Our speaker imagines death approaching like a hungry bear. Actually she's even more specific: a hungry bear in fall. This is a pretty menacing image.
Mentioning "in autumn" seems to be a way to accentuate how hungry the bear is – in the fall bears are preparing to hibernate, so they're more desperate for food than usual because they need to put on enough weight to make it through the winter.
At the same time, there's a way that giving death an image like this, a physical form, makes death smaller, more manageable. A bear is something that we can know about and understand – at least from nature TV shows. Death, on the other hand, is something pretty mysterious.
Since the phrase starts with "When," we're waiting to see what happens when death comes.
The "When" also emphasizes the inevitability of death. She's not saying "If death comes," she's saying "When death comes." It might seem pretty obvious that we're all going to die, but the speaker really seems to be facing that fact instead of shying away from it.
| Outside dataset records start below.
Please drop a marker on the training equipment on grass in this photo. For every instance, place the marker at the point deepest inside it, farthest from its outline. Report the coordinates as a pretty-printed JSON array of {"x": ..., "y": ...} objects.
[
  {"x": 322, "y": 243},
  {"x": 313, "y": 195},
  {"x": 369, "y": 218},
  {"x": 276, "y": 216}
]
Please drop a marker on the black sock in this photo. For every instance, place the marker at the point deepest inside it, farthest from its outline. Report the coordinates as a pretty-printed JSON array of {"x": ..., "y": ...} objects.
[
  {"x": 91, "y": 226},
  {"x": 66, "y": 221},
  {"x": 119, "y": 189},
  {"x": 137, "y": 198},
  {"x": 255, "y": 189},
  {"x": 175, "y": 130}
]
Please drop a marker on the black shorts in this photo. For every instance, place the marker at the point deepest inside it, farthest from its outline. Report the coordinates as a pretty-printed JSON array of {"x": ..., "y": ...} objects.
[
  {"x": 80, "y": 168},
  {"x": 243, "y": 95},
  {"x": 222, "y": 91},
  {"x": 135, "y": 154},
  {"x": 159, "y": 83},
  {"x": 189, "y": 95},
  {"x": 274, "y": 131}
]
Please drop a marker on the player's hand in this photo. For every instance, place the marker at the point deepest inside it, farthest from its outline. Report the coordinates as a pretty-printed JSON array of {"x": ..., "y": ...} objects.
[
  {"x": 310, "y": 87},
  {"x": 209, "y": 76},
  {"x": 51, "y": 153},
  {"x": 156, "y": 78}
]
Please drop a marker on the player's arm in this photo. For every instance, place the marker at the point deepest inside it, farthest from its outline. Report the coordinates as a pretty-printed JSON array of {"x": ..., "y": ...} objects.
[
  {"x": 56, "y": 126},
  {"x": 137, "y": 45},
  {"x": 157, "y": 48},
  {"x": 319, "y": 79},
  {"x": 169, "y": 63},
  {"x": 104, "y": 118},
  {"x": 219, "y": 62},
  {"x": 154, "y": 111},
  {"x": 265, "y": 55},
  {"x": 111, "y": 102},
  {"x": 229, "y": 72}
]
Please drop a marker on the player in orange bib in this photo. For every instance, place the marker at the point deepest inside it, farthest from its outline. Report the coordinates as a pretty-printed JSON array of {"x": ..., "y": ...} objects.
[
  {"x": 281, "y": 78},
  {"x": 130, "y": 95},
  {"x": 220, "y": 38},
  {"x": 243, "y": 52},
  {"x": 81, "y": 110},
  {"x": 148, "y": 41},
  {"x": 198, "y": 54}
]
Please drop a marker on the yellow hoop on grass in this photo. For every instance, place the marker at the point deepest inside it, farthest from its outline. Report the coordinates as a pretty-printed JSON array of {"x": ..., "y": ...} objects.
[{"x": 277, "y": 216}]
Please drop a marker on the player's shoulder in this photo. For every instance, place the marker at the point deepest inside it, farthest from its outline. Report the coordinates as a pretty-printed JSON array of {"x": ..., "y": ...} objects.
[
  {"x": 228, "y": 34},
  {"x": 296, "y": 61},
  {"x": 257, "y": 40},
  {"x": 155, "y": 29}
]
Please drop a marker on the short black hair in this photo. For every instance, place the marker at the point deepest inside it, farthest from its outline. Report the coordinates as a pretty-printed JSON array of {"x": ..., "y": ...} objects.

when death comes and takes all the bright coins from his purse
Now our speaker re-imagines death as a person, a shopper. At least, we're pretty sure it's a whole new image, since most bears don't carry purses.
Those bright coins really stand out. They contrast with our preconceptions of death, which is normally associated with darkness.
By rephrasing or re-imagining the arrival of death, she's delaying the part where she follows up on that "when" which makes us even more curious.